⑴東日本研究部会〔主査・小島廣光氏(前出)〕「NPO、政府、企業間の戦略的パートナーシップ」
⑵西日本研究部会〔主査・吉田忠彦氏(前出)〕「地域と非営利組織のマネジメント」
⑶特別研究部会〔主査・石崎忠司氏(中央大学)〕「公益法人の財源(贈与・遺贈等)に関する多角的検討」
 午後に入り、会員総会では、報告事項・審議事項すべて原案どおり承認されたが、その結果、会則改定により本学会が「非営利法人研究学会」に改称されることとなった。また、2005年学会賞・学術奨励賞の選考結果が報告され、本年の学会賞は、該当作なし、学術奨励賞は、吉田初恵氏(前出)「介護保険制度改革に向けての論点」が受賞、本賞と副賞が授与された。

3 統一論題報告と討論
 「非営利組織の今日的課題と展望—新しい『非営利法人制度』も視野に入れて—」をテーマとして、杉山学氏(青山学院大学)の司会の下に、次の4氏により行われた。
⑴藤井秀樹氏(京都大学)「非営利組織の制度進化と新しい役割」
 藤井氏の報告では、まず、わが国における非営利組織の制度進化のプロセスが、比較制度分析の手法を用いて明らかにされた。
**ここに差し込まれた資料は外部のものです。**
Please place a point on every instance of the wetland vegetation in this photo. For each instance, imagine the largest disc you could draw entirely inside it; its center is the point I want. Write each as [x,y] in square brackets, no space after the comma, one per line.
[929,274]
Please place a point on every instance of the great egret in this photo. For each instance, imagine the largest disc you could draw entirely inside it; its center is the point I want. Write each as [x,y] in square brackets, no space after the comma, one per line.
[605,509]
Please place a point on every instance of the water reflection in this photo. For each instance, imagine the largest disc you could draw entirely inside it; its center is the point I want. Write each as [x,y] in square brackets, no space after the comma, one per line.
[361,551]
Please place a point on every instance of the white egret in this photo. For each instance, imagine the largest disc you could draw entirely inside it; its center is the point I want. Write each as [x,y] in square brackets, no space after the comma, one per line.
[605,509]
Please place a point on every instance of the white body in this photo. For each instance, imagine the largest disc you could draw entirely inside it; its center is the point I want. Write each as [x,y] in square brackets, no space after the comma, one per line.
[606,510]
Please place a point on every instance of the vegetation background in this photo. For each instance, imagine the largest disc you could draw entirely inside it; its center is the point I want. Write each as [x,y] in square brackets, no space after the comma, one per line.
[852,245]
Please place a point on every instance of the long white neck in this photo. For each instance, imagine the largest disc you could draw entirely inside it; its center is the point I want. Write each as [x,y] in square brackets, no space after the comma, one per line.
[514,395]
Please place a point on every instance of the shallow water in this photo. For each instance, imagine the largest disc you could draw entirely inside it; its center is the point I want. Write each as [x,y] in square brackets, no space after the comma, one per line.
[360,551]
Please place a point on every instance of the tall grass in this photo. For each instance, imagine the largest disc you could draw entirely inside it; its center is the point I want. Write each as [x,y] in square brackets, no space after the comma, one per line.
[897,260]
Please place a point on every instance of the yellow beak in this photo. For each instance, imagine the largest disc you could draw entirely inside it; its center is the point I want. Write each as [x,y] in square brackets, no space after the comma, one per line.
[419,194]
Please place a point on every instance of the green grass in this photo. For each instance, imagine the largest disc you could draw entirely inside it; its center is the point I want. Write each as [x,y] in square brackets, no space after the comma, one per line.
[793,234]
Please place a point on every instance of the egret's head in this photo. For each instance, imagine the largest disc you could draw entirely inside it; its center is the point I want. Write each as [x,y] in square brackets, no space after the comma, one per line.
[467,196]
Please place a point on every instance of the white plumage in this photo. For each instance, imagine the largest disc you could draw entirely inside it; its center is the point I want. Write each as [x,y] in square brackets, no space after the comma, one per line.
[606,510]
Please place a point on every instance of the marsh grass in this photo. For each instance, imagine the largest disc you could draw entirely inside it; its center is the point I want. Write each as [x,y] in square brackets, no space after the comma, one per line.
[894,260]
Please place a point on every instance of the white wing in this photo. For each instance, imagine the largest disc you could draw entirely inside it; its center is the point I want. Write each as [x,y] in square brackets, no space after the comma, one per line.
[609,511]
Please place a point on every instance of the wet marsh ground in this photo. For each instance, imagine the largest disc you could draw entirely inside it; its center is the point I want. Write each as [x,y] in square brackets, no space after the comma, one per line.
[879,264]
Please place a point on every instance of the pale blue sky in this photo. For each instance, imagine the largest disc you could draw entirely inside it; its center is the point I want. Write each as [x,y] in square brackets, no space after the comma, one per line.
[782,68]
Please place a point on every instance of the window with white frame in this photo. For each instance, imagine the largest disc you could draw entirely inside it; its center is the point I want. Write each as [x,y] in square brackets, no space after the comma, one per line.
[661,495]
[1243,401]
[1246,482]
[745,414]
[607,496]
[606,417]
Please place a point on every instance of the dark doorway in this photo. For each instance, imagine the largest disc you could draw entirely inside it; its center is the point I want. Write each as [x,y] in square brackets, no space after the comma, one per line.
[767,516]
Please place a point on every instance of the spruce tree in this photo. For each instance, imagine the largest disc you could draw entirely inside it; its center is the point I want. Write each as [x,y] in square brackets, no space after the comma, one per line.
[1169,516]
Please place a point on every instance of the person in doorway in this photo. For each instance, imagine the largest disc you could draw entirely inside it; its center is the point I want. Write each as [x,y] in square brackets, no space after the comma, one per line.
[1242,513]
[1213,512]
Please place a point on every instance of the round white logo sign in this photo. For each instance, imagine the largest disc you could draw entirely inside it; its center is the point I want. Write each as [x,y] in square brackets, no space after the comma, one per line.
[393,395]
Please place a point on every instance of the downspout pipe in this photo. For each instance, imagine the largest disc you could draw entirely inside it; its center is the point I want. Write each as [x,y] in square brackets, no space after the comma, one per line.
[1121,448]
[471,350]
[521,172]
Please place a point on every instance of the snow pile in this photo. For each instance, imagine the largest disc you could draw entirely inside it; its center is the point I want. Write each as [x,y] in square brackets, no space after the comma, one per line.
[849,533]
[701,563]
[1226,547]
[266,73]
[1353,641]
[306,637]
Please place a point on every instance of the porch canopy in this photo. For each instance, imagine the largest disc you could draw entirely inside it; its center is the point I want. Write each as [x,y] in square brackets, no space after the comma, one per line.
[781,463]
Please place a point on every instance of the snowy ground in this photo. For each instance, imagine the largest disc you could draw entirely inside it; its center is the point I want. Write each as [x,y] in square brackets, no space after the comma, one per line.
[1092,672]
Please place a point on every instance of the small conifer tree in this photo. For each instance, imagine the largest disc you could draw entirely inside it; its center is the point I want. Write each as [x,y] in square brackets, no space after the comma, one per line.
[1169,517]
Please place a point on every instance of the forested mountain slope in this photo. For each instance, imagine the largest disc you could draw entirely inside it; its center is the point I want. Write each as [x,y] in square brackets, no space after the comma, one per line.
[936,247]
これを踏まえ、公益法人制度改革における未解決の問題として、(a)公益性の判断基準の不明確性、(b)モラル・ハザードの可能性、(c)公益性と市場原理の関係の未整理といった点が提起され、その解決のためには、成果重視型マネジメント及び非営利組織を財務面で有効に支援しうる優遇税制が必要であるとの指摘がなされた。
⑵島田恒氏(京都文教大学)「非営利組織の失敗—その原因と予防装置—」
 島田氏は、非営利組織の本質に属する要因から派生する失敗に焦点を合わせ、その原因と予防措置を検討した結果、「外部評価の機会の希薄性」という本質から、非営利組織の失敗(「クライアント視点の欠如」、「競争市場への埋没」)が生み出されるとし、その予防措置として、「絶えざるミッションの問い直し」の下での「適切なガバナンス」、「行政や企業との協働」を提言した。
⑶山岡義典氏(法政大学)「公益法人制度改革で何が変わるか」
 山岡氏は、公益法人制度改革の現状を踏まえ、新しい法人制度・税制の要点及び新しい非営利法人制度とNPO法人制度の関係の行方を展望する報告を行った。その中で、特に法人制度では新たな非営利法人の解散時の財産帰属及び公益性の認定、税制では公益性の認定による課税環境の激変が要点であると強調、新しい非営利法人制度とNPO法人制度の関係については、NPO法人よりも新しい非営利法人のほうが選好され、やがてNPO法人制度が新しい非営利法人制度に統合されるのが望ましいとの見解を表明した。
⑷成道秀雄氏(成蹊大学)「非営利法人課税制度への提言」
 成道氏の報告では、「公益法人制度改革の基本的枠組み」に基づき公表された「新たな非営利法人に関する課税及び寄附金税制についての基本的考え方」に検討が加えられ、新たな非営利法人課税制度への問題提起が行われた。そのうえで、「公益性判断」に関して具体的で形式的な判断基準が必要であること、「収益事業課税」に関して特掲収益事業を廃止し原則課税とすべきこと、「寄附金控除制度」に関しては政府による事業活動への干渉に対して十分な配慮がなされるべきであり、自由な公益活動を阻害してはならないことが提言された。
 4氏の報告後、多数の会員から寄せられた質問への回答を基に、さらにフロアの会員と報告者の間で議論が展開され、活発な討論が行われた。
 統一論題報告・統一論題討議終了後、神奈川大学ラックスホールにて懇親会が開催された。本学会会長松葉邦敏氏(成蹊大学)の挨拶があり、懇親会は終始和やかな雰囲気の中19時散会した。